Isère : un député LREM s'oppose à la réautorisation des néonicotinoïdes voulue par le gouvernement

Le député de l'Isère Jean-Charles Colas-Roy a décidé de voter contre le projet de loi portant sur la réautorisation de certains néonicotinoïdes pour sauver la filière du sucre. Le texte sera débattu à l'Assemblée à partir de ce lundi 5 octobre.
Jean-Charles Colas-Roy sur le plateau de France 3 Alpes jeudi 1er octobre 2020.
Jean-Charles Colas-Roy sur le plateau de France 3 Alpes jeudi 1er octobre 2020. © France 3 Alpes
"Je voterai contre ce projet de loi." Voilà qui est clair. Le député LREM de l'Isère Jean-Charles Colas-Roy a décidé de s'opposer au gouvernement et à sa propre majorité, en refusant le projet de loi visant à réautoriser certains néonicotinoïdes. L'objectif du texte : sauver la filière du sucre, mise en danger par un puceron.

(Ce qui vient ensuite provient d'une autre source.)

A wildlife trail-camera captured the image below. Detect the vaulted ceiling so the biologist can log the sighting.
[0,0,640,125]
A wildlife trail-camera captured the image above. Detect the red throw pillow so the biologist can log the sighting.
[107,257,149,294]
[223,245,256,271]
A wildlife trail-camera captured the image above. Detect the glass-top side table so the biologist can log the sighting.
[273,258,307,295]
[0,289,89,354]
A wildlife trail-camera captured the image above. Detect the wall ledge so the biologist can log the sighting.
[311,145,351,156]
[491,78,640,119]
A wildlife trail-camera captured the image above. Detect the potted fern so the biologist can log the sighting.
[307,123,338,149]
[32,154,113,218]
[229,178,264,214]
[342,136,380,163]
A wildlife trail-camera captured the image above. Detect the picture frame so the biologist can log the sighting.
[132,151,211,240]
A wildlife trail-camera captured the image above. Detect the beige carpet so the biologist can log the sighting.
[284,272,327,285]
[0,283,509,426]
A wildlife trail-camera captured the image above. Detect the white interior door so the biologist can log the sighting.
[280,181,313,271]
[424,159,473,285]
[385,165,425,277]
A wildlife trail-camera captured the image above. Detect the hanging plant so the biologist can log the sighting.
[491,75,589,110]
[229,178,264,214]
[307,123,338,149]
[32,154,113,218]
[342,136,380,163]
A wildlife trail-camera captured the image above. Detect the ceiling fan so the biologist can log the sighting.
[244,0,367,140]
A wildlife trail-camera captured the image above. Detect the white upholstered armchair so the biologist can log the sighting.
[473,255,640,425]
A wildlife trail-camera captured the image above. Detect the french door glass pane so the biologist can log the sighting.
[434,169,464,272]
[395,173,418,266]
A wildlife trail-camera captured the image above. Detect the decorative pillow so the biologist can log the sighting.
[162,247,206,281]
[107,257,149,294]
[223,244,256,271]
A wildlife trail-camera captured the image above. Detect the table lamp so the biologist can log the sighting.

Ce projet de loi sera examiné à l'Assemblée nationale à partir de ce lundi 5 octobre, et divise déjà la majorité. Les néonicotinoïdes, qui s'attaquent au système nerveux de nombreux insectes et ont causé une dramatique diminution du nombres d'essaims d'abeilles en France, sont en effet interdits en France depuis le 1er septembre 2018, date d'application de la loi biodiversité votée en 2016.

Une interdiction que l'actuelle ministre de la Transition écologique Barbara Pompili avait vigoureusement soutenu.e Alors le rétropédalage du gouvernement n'est pas du goût de tout le monde.
 

Soutenir "les agriculteurs qui font des efforts"

Sur le plateau de France 3 Alpes, Jean-Charles Colas-Roy s'est dit favorable à un système d'aides à la filière betterave - la seule filière agricole a priori concernée par le projet de loi - "mais pas en détricotant la loi de 2016" :

Ce sont des produits extrêmement dangereux, et il est important de laisser cette interdiction. La loi était bien faite, elle avait laissé quatre ans aux filières et aux agriculteurs pour se passer des néonicotinoïdes. 90% des filières ont réussi.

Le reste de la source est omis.